It’s smart to plan ahead if you’re thinking about making this slightly sweet brisket. Although it takes 2 hours to cook, it basically cooks itself as it makes its own sauce. All you have to do is combine the ingredients, pour over the brisket and shove it in the oven. Perfect for a potluck as is, served with cheesy grits or turned into mouth-watering brisket sliders.

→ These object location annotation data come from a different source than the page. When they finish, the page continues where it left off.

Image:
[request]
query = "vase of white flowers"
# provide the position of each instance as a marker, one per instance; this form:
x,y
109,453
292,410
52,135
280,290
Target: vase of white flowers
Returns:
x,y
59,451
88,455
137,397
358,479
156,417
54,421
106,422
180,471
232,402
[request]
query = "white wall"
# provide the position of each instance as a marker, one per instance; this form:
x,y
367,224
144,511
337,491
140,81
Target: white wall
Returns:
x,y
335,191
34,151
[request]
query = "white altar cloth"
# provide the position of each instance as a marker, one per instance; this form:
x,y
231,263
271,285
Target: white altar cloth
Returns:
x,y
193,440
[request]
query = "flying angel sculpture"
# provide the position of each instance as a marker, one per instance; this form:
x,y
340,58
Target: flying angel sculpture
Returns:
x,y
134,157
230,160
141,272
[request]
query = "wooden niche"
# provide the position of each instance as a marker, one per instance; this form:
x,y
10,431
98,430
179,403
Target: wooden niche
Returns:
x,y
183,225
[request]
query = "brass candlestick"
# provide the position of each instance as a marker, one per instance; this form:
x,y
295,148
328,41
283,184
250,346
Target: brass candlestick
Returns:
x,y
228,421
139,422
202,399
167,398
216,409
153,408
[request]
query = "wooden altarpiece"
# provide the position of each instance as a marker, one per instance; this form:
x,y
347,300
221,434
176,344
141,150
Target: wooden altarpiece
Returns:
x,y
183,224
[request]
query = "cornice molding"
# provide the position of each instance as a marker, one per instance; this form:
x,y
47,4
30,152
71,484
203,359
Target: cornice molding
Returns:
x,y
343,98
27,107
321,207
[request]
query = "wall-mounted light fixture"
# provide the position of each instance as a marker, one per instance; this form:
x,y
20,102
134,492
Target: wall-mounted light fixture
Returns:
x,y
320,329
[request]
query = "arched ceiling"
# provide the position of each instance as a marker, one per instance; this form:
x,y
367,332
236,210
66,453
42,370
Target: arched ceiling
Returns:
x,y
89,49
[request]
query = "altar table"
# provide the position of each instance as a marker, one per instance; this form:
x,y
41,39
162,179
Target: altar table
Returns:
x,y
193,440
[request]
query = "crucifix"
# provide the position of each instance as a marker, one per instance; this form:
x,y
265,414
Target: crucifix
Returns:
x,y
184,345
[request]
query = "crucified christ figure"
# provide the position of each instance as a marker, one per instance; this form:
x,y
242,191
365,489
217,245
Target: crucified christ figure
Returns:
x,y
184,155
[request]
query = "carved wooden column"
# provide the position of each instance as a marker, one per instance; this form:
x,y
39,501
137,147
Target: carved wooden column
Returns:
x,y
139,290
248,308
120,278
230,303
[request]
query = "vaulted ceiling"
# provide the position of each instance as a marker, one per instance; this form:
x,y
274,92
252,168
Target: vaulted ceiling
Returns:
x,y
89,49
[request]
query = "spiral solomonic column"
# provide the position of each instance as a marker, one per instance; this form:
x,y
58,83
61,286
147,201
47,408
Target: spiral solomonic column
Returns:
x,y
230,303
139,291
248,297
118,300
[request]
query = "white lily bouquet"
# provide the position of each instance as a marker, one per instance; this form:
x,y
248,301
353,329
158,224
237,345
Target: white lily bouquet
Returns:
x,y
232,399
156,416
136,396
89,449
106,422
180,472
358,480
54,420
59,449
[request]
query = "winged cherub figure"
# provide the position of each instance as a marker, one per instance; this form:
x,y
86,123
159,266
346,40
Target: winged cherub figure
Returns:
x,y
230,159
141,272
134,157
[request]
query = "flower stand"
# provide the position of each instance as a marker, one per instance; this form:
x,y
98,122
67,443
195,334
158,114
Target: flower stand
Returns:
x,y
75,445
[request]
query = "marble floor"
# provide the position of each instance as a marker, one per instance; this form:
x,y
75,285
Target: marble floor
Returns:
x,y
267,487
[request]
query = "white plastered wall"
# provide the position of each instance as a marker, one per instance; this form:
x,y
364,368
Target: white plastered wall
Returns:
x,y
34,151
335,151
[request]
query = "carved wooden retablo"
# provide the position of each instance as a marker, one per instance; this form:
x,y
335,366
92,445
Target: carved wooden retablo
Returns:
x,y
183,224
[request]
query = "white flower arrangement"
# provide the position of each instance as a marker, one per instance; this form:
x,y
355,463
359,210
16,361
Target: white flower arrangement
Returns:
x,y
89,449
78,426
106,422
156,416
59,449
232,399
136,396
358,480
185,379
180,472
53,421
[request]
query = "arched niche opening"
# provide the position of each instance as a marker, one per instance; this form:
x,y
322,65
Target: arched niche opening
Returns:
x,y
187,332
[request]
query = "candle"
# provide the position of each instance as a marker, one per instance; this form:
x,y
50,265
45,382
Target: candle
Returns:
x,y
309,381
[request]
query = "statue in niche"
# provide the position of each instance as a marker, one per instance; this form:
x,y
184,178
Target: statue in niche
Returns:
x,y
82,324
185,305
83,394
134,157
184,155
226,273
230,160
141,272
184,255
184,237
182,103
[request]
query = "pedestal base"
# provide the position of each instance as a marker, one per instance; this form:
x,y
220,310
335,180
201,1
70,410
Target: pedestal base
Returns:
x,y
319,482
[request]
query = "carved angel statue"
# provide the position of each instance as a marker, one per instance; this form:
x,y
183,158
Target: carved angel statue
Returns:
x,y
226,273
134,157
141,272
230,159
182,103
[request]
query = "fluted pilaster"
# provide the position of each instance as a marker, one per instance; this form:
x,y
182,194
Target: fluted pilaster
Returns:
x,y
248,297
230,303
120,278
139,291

- 2 1/2 pounds beef brisket, lean
- 1 Tablespoon olive oil
- 1 cup brown sugar
- 1 1/2 cups water
- 1 envelope dry onion soup mix
- 1 cup ketchup
- Using a large ovenproof skillet (with a lid), brown the meat in the olive oil on both sides. Cover and transfer to a preheated 350* oven. Cook 30 minutes.

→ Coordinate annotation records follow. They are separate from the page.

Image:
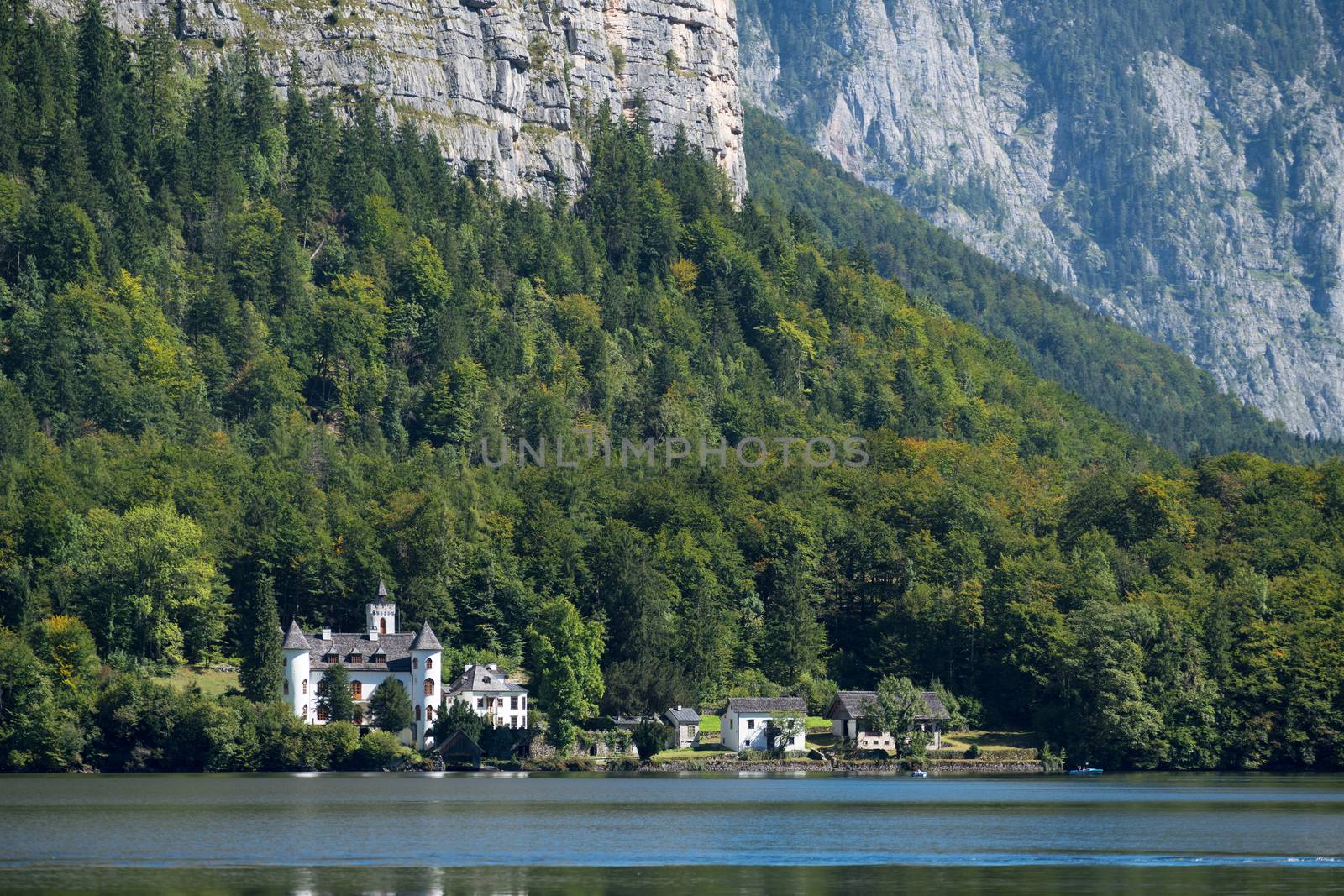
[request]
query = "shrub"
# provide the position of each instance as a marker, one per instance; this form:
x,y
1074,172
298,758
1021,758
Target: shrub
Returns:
x,y
380,750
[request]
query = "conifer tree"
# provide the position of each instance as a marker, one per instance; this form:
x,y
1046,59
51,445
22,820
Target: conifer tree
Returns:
x,y
262,661
333,694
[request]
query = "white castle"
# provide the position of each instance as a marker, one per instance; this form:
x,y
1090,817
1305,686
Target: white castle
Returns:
x,y
371,658
380,653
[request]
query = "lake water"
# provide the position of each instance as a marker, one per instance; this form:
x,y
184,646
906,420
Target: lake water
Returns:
x,y
543,833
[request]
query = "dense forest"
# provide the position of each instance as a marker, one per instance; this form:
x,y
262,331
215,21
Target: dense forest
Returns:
x,y
249,349
1115,369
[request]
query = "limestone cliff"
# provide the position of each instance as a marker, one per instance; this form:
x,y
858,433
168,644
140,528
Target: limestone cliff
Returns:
x,y
1216,226
503,83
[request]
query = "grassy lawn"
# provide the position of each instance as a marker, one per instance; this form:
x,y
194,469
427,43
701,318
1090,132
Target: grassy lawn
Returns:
x,y
991,741
703,752
212,683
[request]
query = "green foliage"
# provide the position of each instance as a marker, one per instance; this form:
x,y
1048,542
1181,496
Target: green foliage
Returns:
x,y
333,694
1115,369
292,332
895,710
649,736
261,672
564,653
390,705
460,716
380,750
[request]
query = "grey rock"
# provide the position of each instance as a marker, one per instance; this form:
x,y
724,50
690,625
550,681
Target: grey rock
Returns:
x,y
503,83
929,100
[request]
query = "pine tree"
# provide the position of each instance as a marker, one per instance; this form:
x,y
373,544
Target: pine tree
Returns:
x,y
333,694
390,705
262,658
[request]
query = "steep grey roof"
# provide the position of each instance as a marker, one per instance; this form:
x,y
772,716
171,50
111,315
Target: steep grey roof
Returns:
x,y
477,678
682,716
848,705
768,705
295,640
427,640
396,647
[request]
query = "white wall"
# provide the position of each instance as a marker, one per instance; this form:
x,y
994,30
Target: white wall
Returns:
x,y
748,732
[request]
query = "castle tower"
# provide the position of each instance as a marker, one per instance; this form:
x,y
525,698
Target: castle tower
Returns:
x,y
299,692
381,616
427,681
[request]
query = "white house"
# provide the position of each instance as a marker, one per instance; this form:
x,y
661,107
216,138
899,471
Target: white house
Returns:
x,y
371,658
848,723
746,720
491,694
685,727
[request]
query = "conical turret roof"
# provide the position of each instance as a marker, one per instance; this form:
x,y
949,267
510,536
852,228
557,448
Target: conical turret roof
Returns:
x,y
427,640
295,638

- Meanwhile, in a small bowl, mix together the brown sugar, water, onion soup mix and ketchup. Carefully remove skillet from oven and pour the sauce over the brisket.

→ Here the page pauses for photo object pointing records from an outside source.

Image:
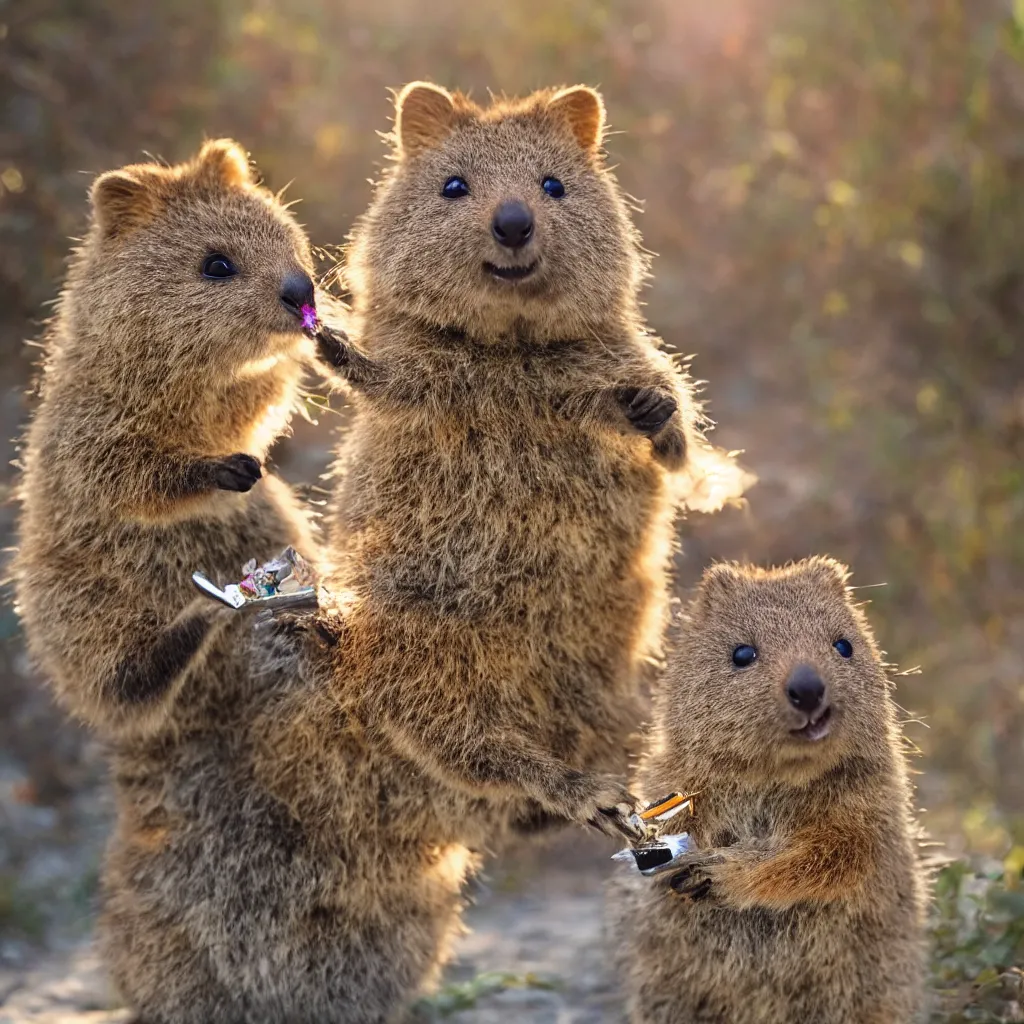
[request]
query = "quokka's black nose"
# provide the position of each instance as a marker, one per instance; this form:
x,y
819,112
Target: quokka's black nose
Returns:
x,y
296,292
805,689
513,224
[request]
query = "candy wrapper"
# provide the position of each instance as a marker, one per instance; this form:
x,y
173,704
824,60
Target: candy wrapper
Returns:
x,y
309,318
655,853
286,582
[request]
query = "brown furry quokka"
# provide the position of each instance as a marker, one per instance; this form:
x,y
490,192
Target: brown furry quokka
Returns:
x,y
505,514
503,522
171,365
805,900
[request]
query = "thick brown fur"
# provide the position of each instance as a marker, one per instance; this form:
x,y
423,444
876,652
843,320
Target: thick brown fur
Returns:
x,y
501,529
159,388
805,900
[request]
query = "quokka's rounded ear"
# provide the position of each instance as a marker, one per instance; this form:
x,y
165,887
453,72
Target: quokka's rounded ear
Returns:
x,y
124,200
583,109
828,571
718,584
424,117
222,161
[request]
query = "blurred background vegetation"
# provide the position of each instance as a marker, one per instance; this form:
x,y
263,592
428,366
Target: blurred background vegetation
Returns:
x,y
835,188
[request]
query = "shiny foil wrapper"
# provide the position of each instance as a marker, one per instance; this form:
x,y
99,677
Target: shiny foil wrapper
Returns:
x,y
286,582
653,852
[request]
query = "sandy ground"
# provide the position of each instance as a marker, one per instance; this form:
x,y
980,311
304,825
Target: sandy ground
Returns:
x,y
534,951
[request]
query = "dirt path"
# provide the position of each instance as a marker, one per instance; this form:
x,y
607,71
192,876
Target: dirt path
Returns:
x,y
534,952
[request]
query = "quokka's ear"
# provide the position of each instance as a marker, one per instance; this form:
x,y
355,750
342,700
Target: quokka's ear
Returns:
x,y
718,584
583,109
829,572
223,162
424,117
125,200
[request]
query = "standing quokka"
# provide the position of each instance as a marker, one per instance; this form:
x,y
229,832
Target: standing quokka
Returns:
x,y
172,364
502,527
505,515
805,899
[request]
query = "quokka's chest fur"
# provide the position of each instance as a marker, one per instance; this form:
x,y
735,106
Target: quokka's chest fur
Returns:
x,y
495,497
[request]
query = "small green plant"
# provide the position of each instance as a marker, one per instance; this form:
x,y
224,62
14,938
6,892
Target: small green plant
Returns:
x,y
465,994
978,947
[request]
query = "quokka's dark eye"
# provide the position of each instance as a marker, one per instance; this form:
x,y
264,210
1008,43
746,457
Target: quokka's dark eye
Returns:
x,y
743,655
455,188
553,187
217,266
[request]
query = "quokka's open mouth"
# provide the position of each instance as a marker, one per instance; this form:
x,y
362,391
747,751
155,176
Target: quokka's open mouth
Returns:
x,y
816,728
510,272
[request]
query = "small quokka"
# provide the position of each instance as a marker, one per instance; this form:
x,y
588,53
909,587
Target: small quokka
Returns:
x,y
172,364
805,899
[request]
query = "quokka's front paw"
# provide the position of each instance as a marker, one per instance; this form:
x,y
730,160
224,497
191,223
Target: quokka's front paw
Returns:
x,y
308,628
237,472
647,409
603,802
332,345
692,884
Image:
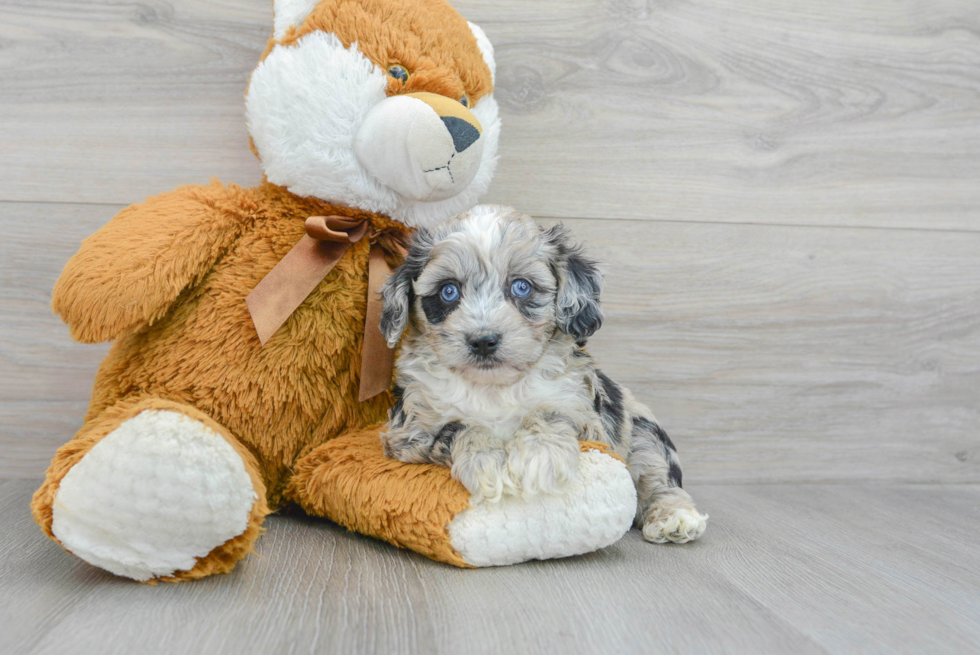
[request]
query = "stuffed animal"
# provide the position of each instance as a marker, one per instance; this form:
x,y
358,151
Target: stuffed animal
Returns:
x,y
248,370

- Cook covered for 1 1/2 hours. Meat should be fork tender.
To serve, slice against the grain or shred. I like to serve it over cheesy grits or polenta, topped with the sauce.
To make brisket sliders, sandwich the meat (sliced or shredded) with some sauce in a sweet potato biscuit … now that’s a little bite of southern comfort!